Pemerintah Indonesia, melalui Kementerian Komunikasi dan Digital (Komdigi), baru saja merilis kebijakan baru yang mengatur peralihan dari kartu SIM fisik ke eSIM. Kebijakan ini tercantum dalam sebuah Peraturan Menteri (Permen) yang bertujuan untuk menghadapi berbagai tantangan digital, termasuk penyalahgunaan layanan seluler dan maraknya kejahatan berbasis teknologi.
Menteri Komunikasi dan Digital, Meutya Hafid, menyatakan bahwa penerapan eSIM diyakini mampu memperkuat sistem keamanan telekomunikasi di Indonesia. Dengan mengadopsi teknologi digital yang lebih mutakhir, pemerintah berharap dapat mempersempit ruang gerak pelaku kejahatan digital yang kerap memanfaatkan celah dari penggunaan SIM fisik konvensional.
Namun, kebijakan ini justru menuai sorotan dari para pakar keamanan siber. Salah satu yang angkat suara adalah Alfons Tanujaya, analis dari Vaksincom, yang menilai bahwa eSIM bukanlah solusi utama untuk mengatasi kejahatan seluler di Indonesia.
Tantangan Nyata dalam Implementasi eSIM
Menurut Alfons, kendala utama dari implementasi eSIM saat ini terletak pada keterbatasan perangkat yang mendukung teknologi tersebut. Ia menyoroti fakta bahwa eSIM saat ini hanya tersedia di perangkat kelas atas (high-end), yang notabene belum banyak digunakan oleh masyarakat luas di Indonesia.
Hal ini berarti penetrasi perangkat eSIM masih sangat rendah, sehingga efektivitas kebijakan ini dalam menekan kejahatan digital pun patut dipertanyakan. “Kalau targetnya ingin menekan kejahatan, tapi mayoritas masyarakat belum bisa menggunakan eSIM, maka dampaknya akan sangat terbatas,” ungkap Alfons.

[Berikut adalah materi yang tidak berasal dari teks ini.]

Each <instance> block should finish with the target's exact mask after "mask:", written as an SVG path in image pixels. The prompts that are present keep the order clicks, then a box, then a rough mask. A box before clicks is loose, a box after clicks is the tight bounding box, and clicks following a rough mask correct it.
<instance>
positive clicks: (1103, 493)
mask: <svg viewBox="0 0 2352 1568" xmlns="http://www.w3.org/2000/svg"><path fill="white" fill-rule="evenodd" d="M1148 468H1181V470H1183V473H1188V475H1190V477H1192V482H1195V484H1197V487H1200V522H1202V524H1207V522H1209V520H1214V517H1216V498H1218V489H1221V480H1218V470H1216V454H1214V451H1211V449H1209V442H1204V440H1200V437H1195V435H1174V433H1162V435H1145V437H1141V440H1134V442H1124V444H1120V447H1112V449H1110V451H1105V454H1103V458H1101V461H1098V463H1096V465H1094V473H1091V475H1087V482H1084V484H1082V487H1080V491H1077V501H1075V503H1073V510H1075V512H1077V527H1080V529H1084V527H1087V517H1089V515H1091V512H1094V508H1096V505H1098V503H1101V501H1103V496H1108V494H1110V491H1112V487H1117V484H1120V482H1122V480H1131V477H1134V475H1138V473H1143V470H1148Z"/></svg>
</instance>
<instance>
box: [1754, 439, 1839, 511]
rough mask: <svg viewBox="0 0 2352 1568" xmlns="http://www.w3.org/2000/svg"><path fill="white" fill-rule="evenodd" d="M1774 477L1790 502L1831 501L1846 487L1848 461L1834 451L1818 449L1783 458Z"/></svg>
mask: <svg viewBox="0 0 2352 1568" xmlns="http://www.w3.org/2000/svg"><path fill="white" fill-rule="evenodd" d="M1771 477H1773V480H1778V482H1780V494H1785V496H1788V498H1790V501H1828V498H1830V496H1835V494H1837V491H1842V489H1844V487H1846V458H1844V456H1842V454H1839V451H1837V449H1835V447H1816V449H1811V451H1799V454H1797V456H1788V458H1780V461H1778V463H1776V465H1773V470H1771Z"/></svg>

Akar Masalahnya Bukan di SIM, Tapi Prosedur
Lebih lanjut, Alfons menjelaskan bahwa masalah inti dari tingginya kasus penyalahgunaan layanan seluler di Indonesia bukan pada jenis kartu SIM-nya, melainkan pada lemahnya disiplin dalam menjalankan prosedur pendaftaran pengguna layanan seluler.